Dáil debates

Thursday, 6 December 2018

Ceisteanna Eile - Other Questions

Bovine Disease Controls

11:45 am

Photo of Michael CreedMichael Creed (Cork North West, Fine Gael) | Oireachtas source

Under EU Directive 64/432, inconclusive animals that have passed a retest are not required to be slaughtered. Research carried out in Ireland found that such animals were 12 times more likely to be positive for TB at the next test or slaughter compared with their test-negative counterparts. As a result of that research, my Department adopted a policy in 2012 which restricted such animals to the herd for life until slaughter, or allowed them to move to a restricted feedlot from where they would be slaughtered. Such animals cannot be traded on the open market. Allowing these animals to move to a restricted feedlot where, by nature of the official supervisory protocol in place, all animals are slaughtered, they are prevented from circulating with other animals which may be sold on the open market. This means the risk of them causing a new TB breakdown is further reduced.

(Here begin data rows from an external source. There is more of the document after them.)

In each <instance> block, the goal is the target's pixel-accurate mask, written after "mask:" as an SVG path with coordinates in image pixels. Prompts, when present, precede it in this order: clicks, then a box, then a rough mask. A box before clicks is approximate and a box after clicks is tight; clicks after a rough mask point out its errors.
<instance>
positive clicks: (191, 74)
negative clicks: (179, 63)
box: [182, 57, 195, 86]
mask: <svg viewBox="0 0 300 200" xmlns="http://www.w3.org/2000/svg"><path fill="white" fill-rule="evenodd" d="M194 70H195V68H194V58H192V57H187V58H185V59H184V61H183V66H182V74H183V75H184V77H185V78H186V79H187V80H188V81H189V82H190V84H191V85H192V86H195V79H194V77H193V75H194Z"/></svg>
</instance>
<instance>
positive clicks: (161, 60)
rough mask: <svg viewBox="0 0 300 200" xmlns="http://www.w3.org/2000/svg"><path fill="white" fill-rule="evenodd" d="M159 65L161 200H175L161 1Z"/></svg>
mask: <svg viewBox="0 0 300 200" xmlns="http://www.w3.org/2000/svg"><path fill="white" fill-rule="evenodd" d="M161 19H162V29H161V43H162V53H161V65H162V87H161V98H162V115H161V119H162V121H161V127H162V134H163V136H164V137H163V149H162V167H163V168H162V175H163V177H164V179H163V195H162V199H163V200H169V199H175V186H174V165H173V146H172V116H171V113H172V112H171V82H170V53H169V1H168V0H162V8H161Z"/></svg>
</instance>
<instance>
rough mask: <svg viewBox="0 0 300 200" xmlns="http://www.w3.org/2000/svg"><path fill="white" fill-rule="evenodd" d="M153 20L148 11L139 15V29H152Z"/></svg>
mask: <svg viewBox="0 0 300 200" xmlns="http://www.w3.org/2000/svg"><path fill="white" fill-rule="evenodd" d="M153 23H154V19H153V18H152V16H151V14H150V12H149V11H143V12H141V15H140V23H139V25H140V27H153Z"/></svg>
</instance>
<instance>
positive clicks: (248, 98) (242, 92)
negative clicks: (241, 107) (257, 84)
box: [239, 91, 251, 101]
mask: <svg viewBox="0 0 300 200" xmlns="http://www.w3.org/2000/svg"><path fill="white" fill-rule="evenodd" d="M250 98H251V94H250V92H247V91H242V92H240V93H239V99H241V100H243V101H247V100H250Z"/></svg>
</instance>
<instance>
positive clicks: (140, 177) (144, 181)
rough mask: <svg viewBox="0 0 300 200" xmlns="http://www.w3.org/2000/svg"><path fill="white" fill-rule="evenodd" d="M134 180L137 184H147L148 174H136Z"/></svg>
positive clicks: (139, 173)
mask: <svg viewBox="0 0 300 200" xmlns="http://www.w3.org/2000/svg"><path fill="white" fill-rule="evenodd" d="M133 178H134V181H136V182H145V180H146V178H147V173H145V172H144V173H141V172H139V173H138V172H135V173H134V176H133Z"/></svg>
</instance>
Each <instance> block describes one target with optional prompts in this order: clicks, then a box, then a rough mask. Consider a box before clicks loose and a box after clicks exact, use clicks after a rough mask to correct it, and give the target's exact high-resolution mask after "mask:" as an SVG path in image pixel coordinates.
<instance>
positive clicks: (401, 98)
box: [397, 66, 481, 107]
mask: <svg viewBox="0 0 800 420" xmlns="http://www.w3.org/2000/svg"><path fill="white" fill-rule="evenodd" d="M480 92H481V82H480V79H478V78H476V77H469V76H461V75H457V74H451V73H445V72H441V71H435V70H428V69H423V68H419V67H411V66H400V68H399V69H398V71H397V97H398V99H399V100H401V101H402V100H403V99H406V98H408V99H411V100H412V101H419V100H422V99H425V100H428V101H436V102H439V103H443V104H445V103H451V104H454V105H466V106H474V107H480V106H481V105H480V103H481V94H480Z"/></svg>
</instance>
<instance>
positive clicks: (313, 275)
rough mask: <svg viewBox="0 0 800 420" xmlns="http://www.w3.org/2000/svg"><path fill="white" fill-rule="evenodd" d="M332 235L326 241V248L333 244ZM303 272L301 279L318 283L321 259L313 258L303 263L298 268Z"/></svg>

Under the tuberculosis programme, a feedlot herd is a restricted herd that comprises a non-breeding unit which disposes of all cattle direct for slaughter and fulfils at least one of the following three criteria. First, the cattle are permanently housed and never on pasture. Second, there are no contiguous holdings or lands with cattle, meaning they must not have any neighbour contacts either through cattle being confined exclusively in yards or buildings or, if intending to graze cattle, the land is secured in order that there can be no contact with cattle, for example, surrounded by tillage, residential, industrial or recreational units or impenetrable rivers, roads or walls. Third, the boundaries are walled, double-fenced or equivalent so as to prevent any direct contact with cattle on contiguous lands, premises or holdings. Furthermore, there must be no evidence of in-herd acquisition or spread of TB. Thus, a feedlot herd is a herd that poses minimal risk of infecting other cattle because of effective isolation from other herds.

As part of an ongoing review of the tuberculosis programme, my Department policy on inconclusive TB animals is one of a number of areas currently being evaluated.